Кузмину, созерцающему вид моря, собственно не о чем даже мечтать. В конце все сводится к «плоскому водоему», в котором «мы плескались и смеялись». Кузмин отворачивается от величественной панорамы моря, замыкается в свой узкий камерный мирок. Случайный взгляд на море вызывает у Кузмина чувство усталого утверждения фатальной предопределенности судьбы – и только[810].

Примечательно, что Волков, как несколькими годами ранее Е. Шамурин, отдельно останавливается на «пушкинианстве» Кузмина и посвящает несколько страниц доказательству несостоятельности подобных сопоставлений. На наш взгляд, это только усиливает дискурсивную идею, бытующую в литературной культуре тех лет. Книга Волкова вышла при жизни Кузмина, и поэт мог быть знаком с ней (а возможно, и с ее автором).

Параллельно процесс мемориализации начинается в эмиграции. Большинство мемуаристов покинули СССР к началу 1920-х годов, поэтому неизбежно закрепили в своих воспоминаниях 1900-е – начало 1910-х годов, эпоху расцвета культуры Петрограда и литературной славы Кузмина. Так, в «Петербургских зимах» Г. В. Иванова (1928) были собраны едва ли не все мифы о Кузмине, бытующие к концу 1910-х: посетители-эстеты, «какие-то лощеные штатские, какие-то юнкера»; оригинальный внешний вид: «…апостол петербургских эстетов, идеал денди с солнечной стороны Невского»; мифологизированная биография: «Шелковые жилеты и ямщицкие поддевки, старообрядчество и еврейская кровь, Италия и Волга – все это кусочки пестрой мозаики, составляющей биографию Михаила Алексеевича Кузмина»[811]. В несколько более поздней статье «О Кузмине, поэтессе-хирурге и страдальцах за народ» (1930) Иванов еще раз перетасует несколько мифов о Кузмине.

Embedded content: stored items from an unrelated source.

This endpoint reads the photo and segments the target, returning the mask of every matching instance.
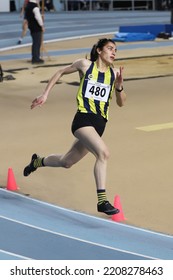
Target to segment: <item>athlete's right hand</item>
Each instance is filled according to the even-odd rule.
[[[45,95],[40,95],[36,97],[31,104],[31,109],[34,109],[35,107],[39,106],[41,107],[47,100],[47,96]]]

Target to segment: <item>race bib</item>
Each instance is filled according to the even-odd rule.
[[[109,92],[110,92],[110,85],[89,80],[85,91],[85,97],[98,101],[107,102],[109,98]]]

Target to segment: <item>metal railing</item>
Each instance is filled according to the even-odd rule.
[[[61,0],[61,2],[64,2],[64,9],[66,11],[70,9],[73,9],[73,5],[77,9],[83,9],[83,10],[99,10],[99,9],[107,9],[107,10],[137,10],[137,9],[152,9],[155,10],[155,0]],[[122,5],[121,5],[121,2]],[[117,4],[117,5],[116,5]],[[127,4],[127,5],[126,5]],[[141,5],[140,5],[141,4]]]
[[[1,0],[0,0],[1,1]],[[15,10],[20,11],[24,0],[6,0],[14,2]],[[40,0],[45,1],[45,0]],[[55,10],[155,10],[156,0],[52,0]]]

Описывая литературный процесс 1920-х годов, И. В. Одоевцева следует в воссоздании образа Кузмина за Г. Ивановым:

…я слышала о нем много самых противоречивых рассказов. По ним мне никак не удается составить себе ни образа, ни биографии Кузмина: Кузмин – король эстетов, законодатель мод и тона. Он – русский Брюммель. У него триста шестьдесят пять жилетов.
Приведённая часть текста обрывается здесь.